We can look at the orbit problem from two reference frames.
First let's look at things from a rotating reference frame that rotates with the satellite's orbit. Since this is a rotating reference frame we have a centrifugal force and we can make the statement,
- The Gravitational Pull is counterbalanced by the Centrifugal Force.
Now let's look at things from a non-rotating frame.
- To keep something moving in a circle, a centripetal force is needed. In the case of an orbit that, centripetal force is provided by gravity.
It's important to realise that these are just two ways of describing the same situation from different reference frames.

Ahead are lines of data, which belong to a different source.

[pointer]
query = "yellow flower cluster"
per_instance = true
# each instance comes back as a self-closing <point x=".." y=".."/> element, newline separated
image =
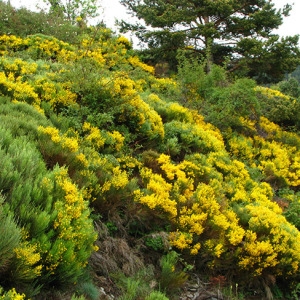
<point x="118" y="139"/>
<point x="157" y="193"/>
<point x="18" y="67"/>
<point x="93" y="136"/>
<point x="55" y="94"/>
<point x="28" y="260"/>
<point x="17" y="89"/>
<point x="123" y="40"/>
<point x="164" y="85"/>
<point x="70" y="144"/>
<point x="11" y="42"/>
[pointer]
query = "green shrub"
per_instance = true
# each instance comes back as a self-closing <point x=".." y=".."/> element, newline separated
<point x="10" y="238"/>
<point x="156" y="296"/>
<point x="171" y="279"/>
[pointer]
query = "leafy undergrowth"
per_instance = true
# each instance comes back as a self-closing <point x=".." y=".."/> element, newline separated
<point x="108" y="181"/>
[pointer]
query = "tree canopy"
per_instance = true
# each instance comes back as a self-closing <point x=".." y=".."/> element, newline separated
<point x="236" y="30"/>
<point x="74" y="10"/>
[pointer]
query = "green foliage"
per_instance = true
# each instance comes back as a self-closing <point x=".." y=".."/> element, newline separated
<point x="156" y="296"/>
<point x="155" y="243"/>
<point x="88" y="290"/>
<point x="75" y="11"/>
<point x="290" y="87"/>
<point x="217" y="31"/>
<point x="171" y="279"/>
<point x="10" y="238"/>
<point x="138" y="286"/>
<point x="87" y="126"/>
<point x="22" y="22"/>
<point x="220" y="101"/>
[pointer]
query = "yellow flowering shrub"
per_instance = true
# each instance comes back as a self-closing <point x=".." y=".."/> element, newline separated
<point x="17" y="89"/>
<point x="28" y="261"/>
<point x="67" y="143"/>
<point x="270" y="93"/>
<point x="73" y="230"/>
<point x="156" y="193"/>
<point x="135" y="62"/>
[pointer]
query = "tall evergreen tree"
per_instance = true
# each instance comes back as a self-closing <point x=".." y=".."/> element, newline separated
<point x="238" y="30"/>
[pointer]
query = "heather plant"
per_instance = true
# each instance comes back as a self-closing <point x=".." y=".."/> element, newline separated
<point x="10" y="238"/>
<point x="48" y="251"/>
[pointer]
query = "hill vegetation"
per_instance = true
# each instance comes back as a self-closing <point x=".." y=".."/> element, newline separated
<point x="117" y="181"/>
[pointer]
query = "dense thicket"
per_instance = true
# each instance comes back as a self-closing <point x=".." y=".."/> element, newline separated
<point x="113" y="178"/>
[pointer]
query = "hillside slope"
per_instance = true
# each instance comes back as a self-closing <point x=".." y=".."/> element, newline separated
<point x="106" y="177"/>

However this has little to do with "weightlessness". The key to understanding weightlessness is that we don't feel gravity or acceleration (and centrifugal force is just another way of looking at acceleration) directly. When we talk about feeling our weight what we are really feeling is not gravity but the contact forces, tensions and compressions on/in our body that are acting against gravity. When we talk about experiencing "G-forces" what we are really feeling is not the acceleration but the contact forces, tensions and compressions on/in our body that are causing the acceleration.
If those contact forces (and therefore the resulting tensions/compressions) are negligible* we don't feel gravity. This applies equally to being in orbit, the NASA Vomit Comet or the early stages of skydiving (before your body has accelerated enough for air resistance to be non-negligible).
Orbit is interesting mostly because it can be sustained for much longer periods of time then the other weightlessness scenarios.
*They aren't actually zero in a satellite because the gravitational field is not quite uniform across the satellite and because satellites in low orbit do experience some air resistance.